While there are no vaccine supply issues for Israel, the United States, and Western Europe, the rest of the world continues to struggle to provide an adequate amount of COVID-19 vaccines to the general population. Add third doses, boosters and the next childhood immunization and these policies are sure to exacerbate the global vaccine shortage. The WHO has called for a moratorium on recalls at least until the end of the year, but this call is unlikely to be followed by many countries anxious to start increasing their populations.

A third dose for elderly and immunocompromised populations does not raise issues of equity because if the primary vaccination consists of three doses for them, then they are not considered to be fully vaccinated until they have received the third dose. This justifies diverting a third dose from lower priority groups. Reinforcement, on the other hand, raises equity issues, as there is not yet sufficient evidence of additional protection for the target population. The scaling-up will divert vaccine supplies from the low-priority unvaccinated groups, who would clearly benefit from protection with a primary series.

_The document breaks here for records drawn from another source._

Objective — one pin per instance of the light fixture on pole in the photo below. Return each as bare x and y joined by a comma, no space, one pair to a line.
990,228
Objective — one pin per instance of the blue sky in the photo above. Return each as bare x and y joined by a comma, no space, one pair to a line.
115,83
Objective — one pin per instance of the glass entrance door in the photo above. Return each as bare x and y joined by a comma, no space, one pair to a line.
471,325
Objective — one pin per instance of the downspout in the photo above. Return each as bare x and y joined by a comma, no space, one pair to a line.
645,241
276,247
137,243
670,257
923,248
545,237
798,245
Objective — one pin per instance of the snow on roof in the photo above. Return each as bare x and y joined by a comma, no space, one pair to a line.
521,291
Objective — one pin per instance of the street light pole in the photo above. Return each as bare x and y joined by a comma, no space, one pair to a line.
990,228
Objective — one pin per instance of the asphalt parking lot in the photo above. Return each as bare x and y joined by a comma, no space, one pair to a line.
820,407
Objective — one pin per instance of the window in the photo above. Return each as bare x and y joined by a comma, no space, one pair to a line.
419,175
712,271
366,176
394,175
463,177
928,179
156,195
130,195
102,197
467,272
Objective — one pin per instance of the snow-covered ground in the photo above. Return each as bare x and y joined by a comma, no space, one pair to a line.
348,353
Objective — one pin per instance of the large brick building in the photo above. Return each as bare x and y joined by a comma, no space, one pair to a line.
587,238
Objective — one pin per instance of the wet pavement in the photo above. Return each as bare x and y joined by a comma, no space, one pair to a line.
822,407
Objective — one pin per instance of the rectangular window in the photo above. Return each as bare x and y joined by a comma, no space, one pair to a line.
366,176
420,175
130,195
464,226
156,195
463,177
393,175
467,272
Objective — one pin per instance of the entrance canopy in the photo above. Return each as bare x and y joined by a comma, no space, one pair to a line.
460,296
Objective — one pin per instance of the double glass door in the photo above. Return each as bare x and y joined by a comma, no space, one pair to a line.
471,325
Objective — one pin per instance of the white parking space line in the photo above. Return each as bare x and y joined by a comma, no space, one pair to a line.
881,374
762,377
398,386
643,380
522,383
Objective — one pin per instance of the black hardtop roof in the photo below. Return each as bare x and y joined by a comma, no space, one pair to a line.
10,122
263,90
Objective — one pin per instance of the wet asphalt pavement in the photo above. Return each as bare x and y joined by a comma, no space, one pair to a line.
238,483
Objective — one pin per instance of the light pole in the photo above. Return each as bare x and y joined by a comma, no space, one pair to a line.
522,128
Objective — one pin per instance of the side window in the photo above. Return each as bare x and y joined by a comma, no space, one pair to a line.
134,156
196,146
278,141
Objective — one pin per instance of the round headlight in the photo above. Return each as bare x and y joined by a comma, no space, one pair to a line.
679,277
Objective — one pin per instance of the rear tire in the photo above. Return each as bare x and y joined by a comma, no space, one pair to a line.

When SAGE releases its final recommendation in November, it will likely recommend a third dose (second dose for Janssen) of the same vaccine for people 60 years of age and older as well as for immunocompromised populations. It’s unclear whether he will recommend boosters given WHO’s statements on fairness. Unless more robust supporting data is available, it is unlikely to recommend boosters for the general population. It is unclear whether the vaccine mix is ​​also recommended, as the data the US FDA is currently reviewing has not yet been made public. There are many studies underway that could provide better information in the coming weeks. Emergency Use Authorizations or EUAs will also need to be updated when these recommendations arrive. In the meantime, please do not mix or get a third dose or a booster until there is a firm recommendation. It is still not certain whether they are safe or effective, and you can deny someone access to a vaccine that could save their life.